Uganda abandons first malaria vaccine

A pupil of Kitante Primary School in Kampala receives a measles, rubella and polio vaccine during the nationwide immunisation campaign on October 16, 2019. Uganda has planned to begin malaria vaccinations for children below five years in October.  PHOTO/FILE

What you need to know:

  • Two malaria vaccines have so far been approved by the World Health Organisation (WHO) for the prevention of malaria. They are RTS,S (Mosquirix), the first to be approved in 2021, and R21/Matrix-M, which was approved in 2023. 

The Health Ministry Division of Malaria Control has revealed that the country will now use the R21/Matrix-M malaria vaccine to immunise children aged six months in the exercise expected to start in October. 

Two malaria vaccines have so far been approved by the World Health Organisation (WHO) for the prevention of malaria. They are RTS,S (Mosquirix), the first to be approved in 2021, and R21/Matrix-M, which was approved in 2023. 

Officials at the ministry had earlier said the Global Vaccine Alliance (Gavi) promised to give them 800,000 doses of RTS,S malaria vaccine for the first immunisation drive against the leading killer disease in the country. 

However, on May 17, Dr Jimmy Opigo, the head of the Malaria Control Programme at the ministry,  told Monitor that they have finally decided to go for R21/Matrix-M malaria vaccine because of its availability and relatively better effectiveness.

“The reason is that they [manufacturers of R21/Matrix-M] can provide the volume that we need. And then the efficacy is comparable...And then also in terms of deployment, it needs less cold chain space,” he explained.

In its statement in September 2021, while announcing approval of RTS,S (the first malaria vaccine), the WHO said: “Based on the Phase 3 trial results over four years of follow-up, among children 5-17 months of age at the time of first vaccination who were given a fourth dose 18 months after the primary series, RTS,S/AS01 was noted to be immunogenic, and to have moderate protective efficacy against clinical malaria (39 percent), severe malaria (31.5 percent), and malaria-related hospitalisations (37.2 percent).” 

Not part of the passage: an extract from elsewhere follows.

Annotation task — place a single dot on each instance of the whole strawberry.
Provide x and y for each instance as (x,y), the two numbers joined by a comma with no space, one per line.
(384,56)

However, the global health agency was quick to note in its 2023 statement while announcing the second vaccine, that  “the choice of product to be used in a country should be based on programmatic characteristics, vaccine supply, and vaccine affordability”.

The RTS,S vaccine was first piloted in Ghana, Kenya and Malawi before the WHO recommended it for introduction in national malaria control initiatives. 

Dr Catherine Maiteki, the deputy manager for the Malaria Control Programme of the Health ministry, urged the public to embrace vaccination.